Die anderen Mädchen lachten, weil sie dachten, Lucía spiele nur die Erwachsenen, aber das tat sie nicht. In ihrem achtjährigen Kopf schmiedete sie einen Plan. Fällt ihre Mutter in rechtliche Schwierigkeiten, würde sie einen Anwalt brauchen. Und wenn sie kein Geld dafür hätte, würde sie selbst zur Anwältin werden.

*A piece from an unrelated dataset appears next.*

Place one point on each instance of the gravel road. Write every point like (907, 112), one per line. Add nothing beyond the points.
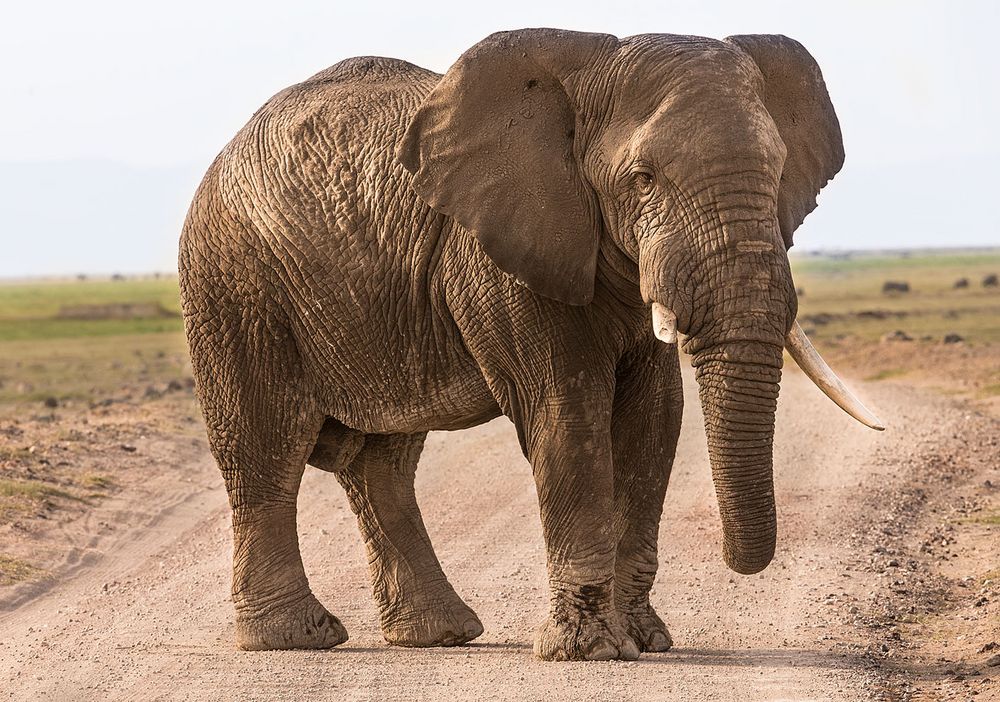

An diesem Nachmittag, als Carmen sie von der Schule abholte, löcherte Lucía sie mit Fragen. „Mama, was macht ein Anwalt?“ Carmen sah sie überrascht an, während sie zur Bushaltestelle ging. „Warum fragst du mich das, Liebes?“ „Nur so aus Neugier.“ „Also, ein Anwalt hilft anderen, wenn sie Probleme mit dem Gesetz haben, wenn sie sich vor Gericht verteidigen oder ihre Rechte geltend machen müssen.“

„Und wie wird man Anwalt?“ „Man muss sehr viel studieren, meine Liebe. Viele Jahre an der Universität. Es ist sehr schwierig.“ Lucía nickte, sagte aber nichts mehr. In Gedanken plante sie bereits, wie sie so schnell wie mögliche Anwältin werden konnte.

An diesem Abend, nach dem Abendessen, während Carmen abwusch, ging Lucía in das Zimmer ihrer Mutter. Sie wussten, dass sich die wichtigen Dokumente im Schuhkarton unter dem Bett befanden. Und obwohl sie wusste, dass sie nicht in den Sachen von Erwachsenen herumwühlen sollte, spürte sie, dass sie unbedingt wissen musste, was vor sich ging. Vorsichtig zog sie den Karton hervor und öffnete ihn.

Drinnen fanden sie Papiere, die sie nicht ganz verstanden, doch einige Wörter sprangen ihr sofort ins Auge: Sorgerecht, Scheidung, Anhörung, Familiengericht. Außerdem lag ein Brief eines Anwalts an ihre Mutter darin, dass sie am darauffolgenden Freitag vor Gericht erscheinen müsste. Lucias Herz raste. Ihr Vater wollte ihrer Mutter das Sorgerecht entziehen. Das bedeutete, dass sie sich trennen wollte.

Sie prägte sich rasch alle wichtigen Informationen ein: den Namen des Gerichts, das Datum der Verhandlung, den Namen des Anwalts ihres Vaters. Sie haben alles genau so zurückgelegt, wie sie es vorgefunden hatten. Als Carmen das Zimmer betrat, um etwas zu suchen, fand sie Lucía mit äußerst ernster Miene auf der Bettkante sitzend vor.

„Was machst du denn hier, Liebes? Solltest du nicht deine Hausaufgaben machen?“ „Mama, Papa will das Sorgerecht für dich.“ Carmen war überrascht, als ihr Mann in den Magen geschlagen hätte. „Woher weißt du das alles?“ „Ich weiß, dass am Freitag eine Anhörung ist. Ich weiß, dass Papa einen Anwalt hat, und ich weiß, dass du dir keine Leistung erbringen kannst.“

Carmen ließ sich entmutigt aufs Bett sinken. „Lucía, das sind Angelegenheiten für Erwachsene. Du musst dir darüber keine Sorgen machen.“ „Aber wenn sie mich von dir trennen wollen, dann muss ich mir Sorgen machen, ja.“ Tränen liefen Carmen über die Wangen. Monatelang hatte sie allein gegen die von ihrem Ex-Mann Roberto eingeleitete Scheidung gekämpft.